The radius r of Petzval's curvature is given by equation 2: 1 1 equation 2 r n * F As shown in equation 1, the field curvature 1 of a system r

Optics is only related to the values of the focal lengths F and the indices n of the lenses that compose it.

A fish-eye according to that of FIG. 1, despite the fact that it constitutes a convergent system, consists of a divergent field generation G1 group comprising very short focal lenses (F = -25 and F). = -14 in the case of Figure 1) which are preponderant in the calculation of the curvature. As a result, the curvature is positive.

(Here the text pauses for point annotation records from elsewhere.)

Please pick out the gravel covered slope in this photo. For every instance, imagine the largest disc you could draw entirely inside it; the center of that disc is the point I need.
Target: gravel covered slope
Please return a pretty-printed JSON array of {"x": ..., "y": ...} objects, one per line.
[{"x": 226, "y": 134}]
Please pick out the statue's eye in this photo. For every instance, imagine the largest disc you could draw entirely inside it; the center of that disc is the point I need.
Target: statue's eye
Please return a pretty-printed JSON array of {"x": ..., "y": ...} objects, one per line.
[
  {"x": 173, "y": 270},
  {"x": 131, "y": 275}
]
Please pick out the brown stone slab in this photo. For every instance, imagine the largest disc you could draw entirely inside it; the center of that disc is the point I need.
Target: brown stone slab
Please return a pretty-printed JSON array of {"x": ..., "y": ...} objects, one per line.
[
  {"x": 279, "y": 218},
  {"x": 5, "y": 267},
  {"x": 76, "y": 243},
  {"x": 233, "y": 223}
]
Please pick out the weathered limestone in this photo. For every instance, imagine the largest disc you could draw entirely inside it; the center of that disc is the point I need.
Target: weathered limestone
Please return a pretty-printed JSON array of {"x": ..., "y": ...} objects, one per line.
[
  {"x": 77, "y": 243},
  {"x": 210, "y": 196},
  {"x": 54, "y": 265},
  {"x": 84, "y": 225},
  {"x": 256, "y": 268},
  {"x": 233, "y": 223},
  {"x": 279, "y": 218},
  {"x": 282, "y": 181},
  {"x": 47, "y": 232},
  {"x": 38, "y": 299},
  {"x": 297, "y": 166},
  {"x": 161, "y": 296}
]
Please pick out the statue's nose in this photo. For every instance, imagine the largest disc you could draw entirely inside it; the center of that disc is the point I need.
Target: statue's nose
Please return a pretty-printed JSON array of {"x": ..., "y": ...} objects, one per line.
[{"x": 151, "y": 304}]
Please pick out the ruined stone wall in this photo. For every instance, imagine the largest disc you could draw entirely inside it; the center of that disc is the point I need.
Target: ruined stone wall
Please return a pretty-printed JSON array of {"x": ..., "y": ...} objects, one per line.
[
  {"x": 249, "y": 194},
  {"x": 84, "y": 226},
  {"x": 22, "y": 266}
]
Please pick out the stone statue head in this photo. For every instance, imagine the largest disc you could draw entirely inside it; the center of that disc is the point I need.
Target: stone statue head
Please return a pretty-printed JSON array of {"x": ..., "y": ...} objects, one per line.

To increase the value of the radius of curvature (the ideal r is infinite), it is necessary in this particular case to have convergent elements of low index.

The CaF2 / ZnSe pair used in the convergent focussing G2 group is well suited for this (n = 1.4 for CaF2, and n = 2.4 for ZnSe).

For the purpose of Figure 1, the Petzval curvature radius is: r = ù 1 1 1 1 = 231.9 + + + -25 * 4 -14 * 4 50 * 1.4 45 * 2.4 It should be noted that Fisheye devices of equivalent focal length of the prior art have a radius of curvature of the order of 100. This significant gain on the curvature provides a better correction at the edge of the field. This advantage of the use of low index CaF2 is also true for other optical systems than a fish-eye lens, such as a Galilean telescope, or certain types of catadioptric lenses. 1

Claims (10)

REVENDICATIONS1. Objective (1) adapted to operate in the field of infrared radiation with passive athermalization, characterized in that it comprises: - an optical group (G2) whose optical power is of a certain sign and comprising a lens (21 ) of athemalisation of which - the index variation as a function of the temperature is negative, and - the sign of the optical power is identical to the determined sign; and 10 - an optical element (221) capable of further ensuring a achromatization of the objective. 2. The objective according to claim 1, wherein the optical group (G2) comprises at least one main lens (22) whose sign of the optical power is identical to the determined sign, and whose variation of index as a function of the temperature is positive. 3. Objective according to one of claims 1 or 2, wherein the athermalisation lens (21) is CaF2. 20 4. Objective according to one of claims 1 to 3, wherein the optical element (221) achromatization is a diffractive element. 5. An objective according to one of claims 1 to 4, wherein the athermalizing lens (21) is optically located near a pupil of the objective. 6. Objective according to one of claims 1 to 5, wherein the optical power of the optical group (G2) is of positive sign, to ensure the focusing of a radiation (4) on a sensor (3), the lens (21) athermalization then being a convergent lens, the lens further comprising a field generation group (G1) whose optical power is of negative sign, the generation group (G1) being optically located upstream of the optical group (G2) focusing. 7. Objective according to claim 6, wherein the optical field generated by the generation group (G1) is of the order of 180 °, preferably greater than 180 °, so that the objective forms a fish eye type objective . 8. Objective according to one of claims 6 or 7, wherein - the generation group (G1) comprises two lenses (11, 12) in Germanium; - The focusing optical group (G2) further comprising a lens (22) converging main ZnSe. An objective according to one of claims 6 to 8 when it also depends on claim 4, wherein the diffractive element (221) is formed on a surface of the main lens (22). 10. Objective according to one of claims 1 to 9, adapted to work in the bands [1.9pm-2.4pm] and / or [3 pm-5pm].